A trailblazer

Published : Sep 17, 2014 12:30 IST

ANGAARAY

ANGAARAY

WHILE it is true that Penguin Books brought out the first English translation of Angaaray this year, it does not mean that the collection of 10 short stories and plays that took the Urdu literary world by storm in the early 1930s has been resurrected only now. As the collection was proscribed in March 1933, soon after its publication, it disappeared from public view and remained so for nearly 60 years.

In 1991, Prashant Kumar, a journalist-turned-publisher in Lucknow, got the entire collection transliterated into the Devnagari script and published it as the first issue of his journal, Samkaleen Dastavez . The reissue made the Hindi and Urdu literary world sit up and take note of this truly trailblazing book.

Angaaray, edited by Sajjad Zaheer, contains five short stories by him, two by Ahmed Ali, a story and a play each by Rashid Jahan, and one short story by Mahmuduzzafar. It was first published in December 1932. Snehal Shingavi, who translated the collection for Penguin, has written a 17-page introduction giving the circumstances under which the book was proscribed.

However, in the very first paragraph, he makes a rather controversial statement that imputes motives to the four contributors. He writes: “Its contributors—Sajjad Zaheer, Ahmed Ali, Rashid Jahan and Mahmuduzzafar—had, of course, intentionally penned it as a provocation against religious and social orthodoxies among north Indian Muslims as well as literary conventions pervasive in Urdu letters” (emphasis added).

A lot of research has been done on progressive writing in Urdu— Angaaray is universally accepted as the precursor of the progressive writers’ movement—but nobody has so far suggested that the writers had a motive to provoke people and act, as it were, as agents provocateurs to foment trouble.

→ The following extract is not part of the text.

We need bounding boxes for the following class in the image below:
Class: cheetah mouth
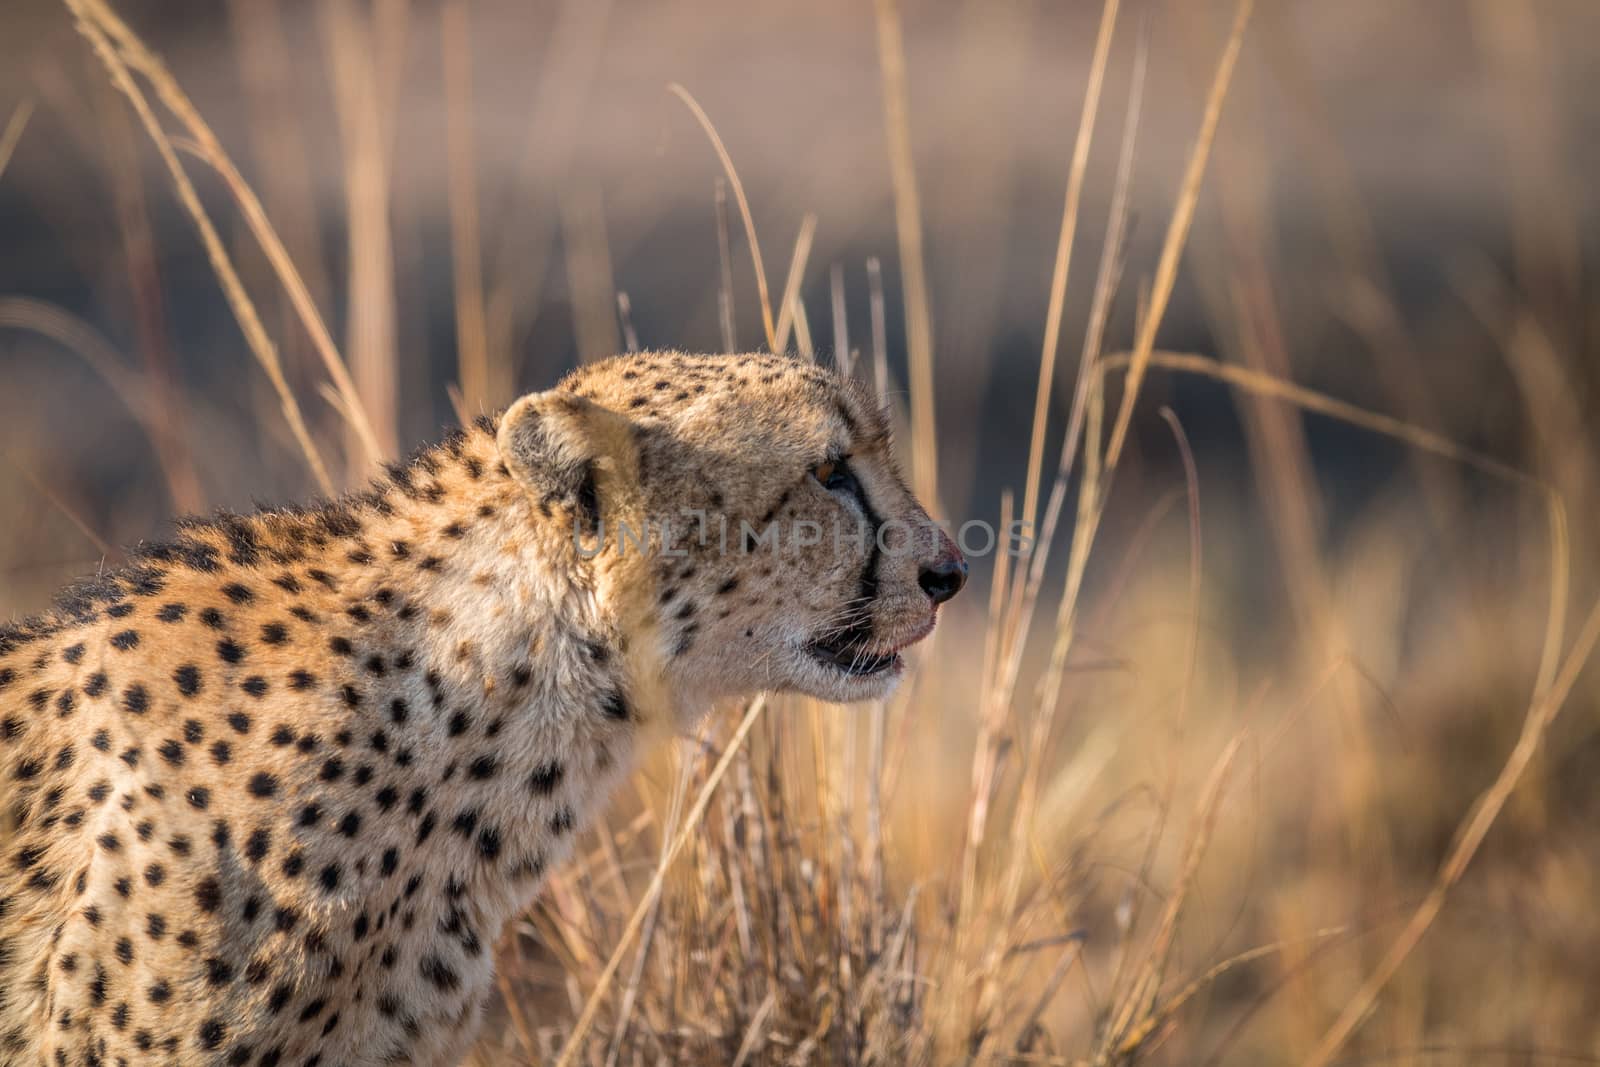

The writers did blaze a trail in modern and unconventional writing as they viewed literature as a form of social criticism. In any case, the country was in the grip of a strong anti-colonial national movement and freedom was in the air. Freedom from social, cultural and literary orthodoxies as well as fossilised traditions was naturally the goal of young, forward-looking writers.

Whether the writers intended it or not, Angaaray did create a storm and attracted strong criticism from religious leaders and traditionalists who viewed it as an insult to Islam and Muslim sensibilities. Shingavi mentions in the introduction that it was variously called “filthy”, “piety destroying”, and “a bold and shameless display of every kind of foul language”.

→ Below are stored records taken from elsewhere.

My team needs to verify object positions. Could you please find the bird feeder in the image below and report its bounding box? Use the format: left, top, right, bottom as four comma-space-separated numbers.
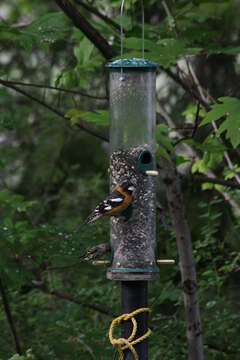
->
106, 58, 159, 281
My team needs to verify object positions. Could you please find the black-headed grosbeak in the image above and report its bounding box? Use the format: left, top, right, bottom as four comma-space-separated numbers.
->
83, 180, 135, 225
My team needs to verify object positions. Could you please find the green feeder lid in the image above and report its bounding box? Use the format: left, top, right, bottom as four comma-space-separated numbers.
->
106, 58, 158, 72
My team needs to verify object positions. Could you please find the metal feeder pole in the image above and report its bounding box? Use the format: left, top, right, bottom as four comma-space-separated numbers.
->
121, 281, 148, 359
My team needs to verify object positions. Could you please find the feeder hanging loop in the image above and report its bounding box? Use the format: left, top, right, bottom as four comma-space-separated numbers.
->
120, 0, 145, 81
120, 0, 125, 81
141, 0, 144, 60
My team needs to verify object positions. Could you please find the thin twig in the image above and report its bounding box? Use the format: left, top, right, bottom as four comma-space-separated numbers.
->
32, 281, 112, 316
166, 65, 240, 177
177, 61, 240, 181
191, 101, 200, 138
195, 175, 240, 190
173, 101, 200, 146
185, 58, 240, 183
1, 79, 108, 100
211, 120, 240, 185
164, 67, 211, 111
186, 63, 240, 185
158, 100, 240, 214
162, 1, 172, 18
0, 277, 22, 354
75, 0, 121, 32
0, 79, 108, 142
0, 79, 63, 118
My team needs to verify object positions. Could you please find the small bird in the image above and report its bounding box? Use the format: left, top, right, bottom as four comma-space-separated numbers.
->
83, 180, 135, 226
80, 243, 110, 262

Newspapers wrote editorials against it and the matter was discussed even in the State legislature of the United Provinces. Funds were collected to fight court cases against the authors though, as Shingavi mentions, none was instituted against them. Muslim circles were particularly incensed because one of the writers happened to be a young woman, Rashid Jahan. She was “routinely singled out for censure and threatened with an acid attack on her face if she were ever seen in public”. How little the world has changed in the past eight decades!

In February 1933, the Central Standing Committee of the All-India Shia Conference demanded that the British government immediately ban the book, and the very next month it was banned.

Offering a detailed account of the way Angaaray was proscribed, Rakhshanda Jalil informs readers in her voluminous study Liking Progress, Loving Change: A Literary History of the Progressive Writers’ Movement in Urdu thatMalik Ali Javed, owner of the Nizami Press in Lucknow, had agreed to surrender all the unsold copies of the book after the police raided his premises. Only five copies survived the raid.

Of them, three were placed in the custody of the Keeper of Records in Delhi (now the National Archives of India) and the remaining two were sent to London where they were kept in the British Library’s Oriental and India Office Collections. Shingavi expresses his gratitude to the efforts of two scholars —Shabana Mahmud in London and Khalid Alavi in Delhi—who tracked the two remaining copies and published them in 1988 and 1995 respectively.

The introduction is followed by a useful section, The Angaaray Collective, wherein Shingavi has offered detailed information about the four contributors. While Sajjad Zaheer is known to every student of literature, the other three are virtually unknown nowadays, and these pen portraits will prove to be quite helpful to the readers. Shingavi has done a competent job of rendering Angaaray into English and the translation reads well. As is common knowledge, these short stories and plays have nothing but historical value for us. Even Sajjad Zaheer did not think much of them as specimens of good literary writing.